Even so, Coons spends much of his day supporting the agenda of the Biden administration on the hill as best he can. He speaks to Republicans constantly, gathers their concerns and feedback, and reports to his contacts in the White House. He often ends conversations with the White House by saying, “Is there anything else I can do to be helpful?”
He is also active in foreign policy on behalf of the Biden government, including to Ethiopia, Sudan and the United Arab Emirates.
In your article, you quote Coons as saying that the window for this Congress to pass bipartisan bills is fast closing.
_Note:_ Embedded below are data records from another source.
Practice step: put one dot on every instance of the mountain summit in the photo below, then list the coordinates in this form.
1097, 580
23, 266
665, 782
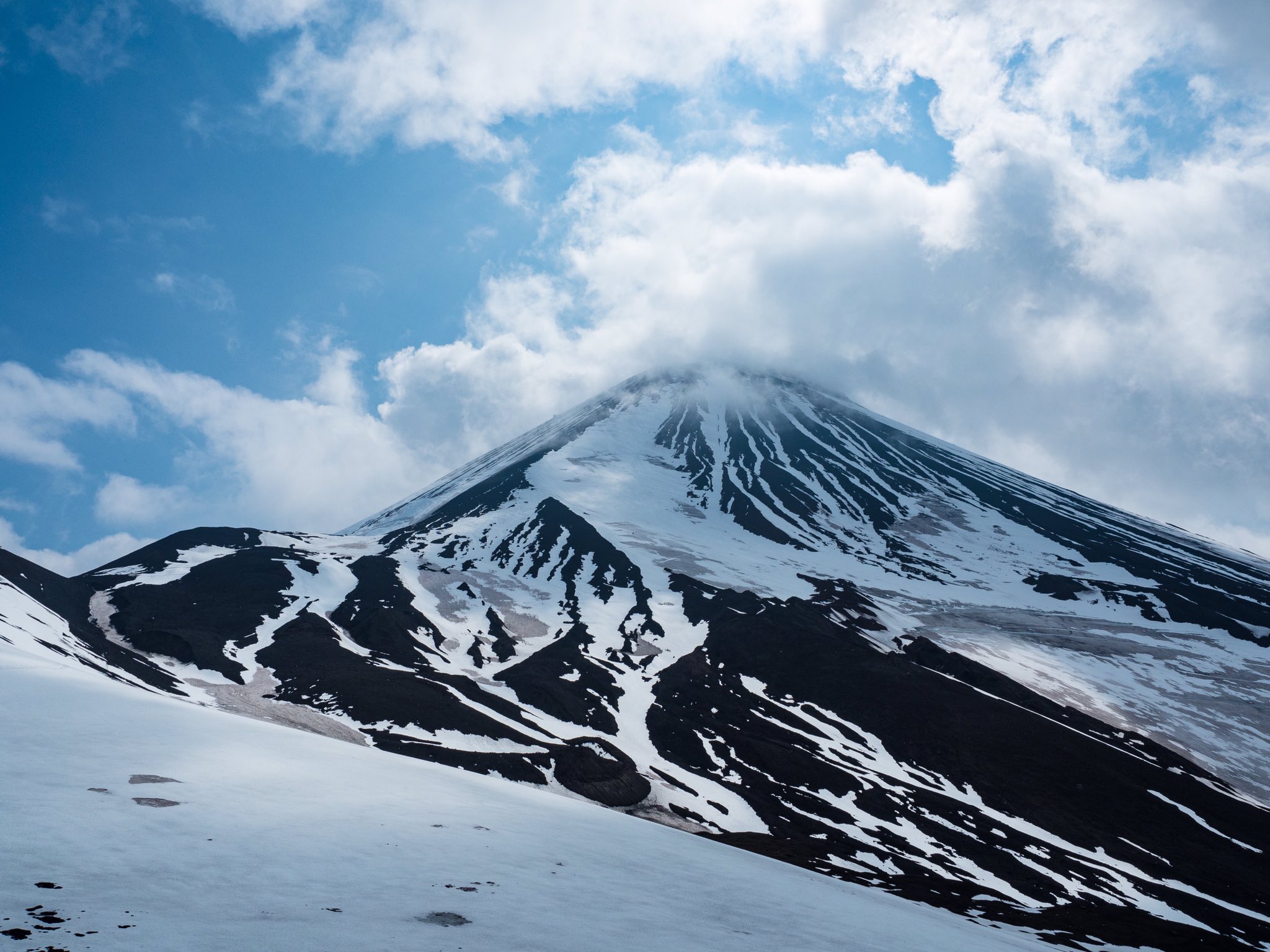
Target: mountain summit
747, 607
What are the great laws that he believes are possible and how does he feel about their chances?
Coons says he focused on helping Democrats reach agreements with Republicans on four key laws: China’s competitiveness, infrastructure, immigration reform, and police reform.
As far as I can tell, he is not necessarily the main negotiator on these bills, but does act as an advisor and sounding board, especially for Republicans. He told me he doesn’t think Congress will close all four deals, but is confident that at least one will bear fruit. “The question is, are we going to get one, two, three, or four?” he said.
To me, the Endless Frontier Act, led by Senator Chuck Schumer, Majority Leader, and Senator Todd Young, Republican of Indiana, seems the most likely to pass.
Coons has also spoken to you about having to reinvent the wheel when it comes to bipartisan deals, as Mitch McConnell’s practice basically died out during his time as majority leader. How did Coons manage to bring the Republicans to their knees and restore the practice of reaching across the aisle?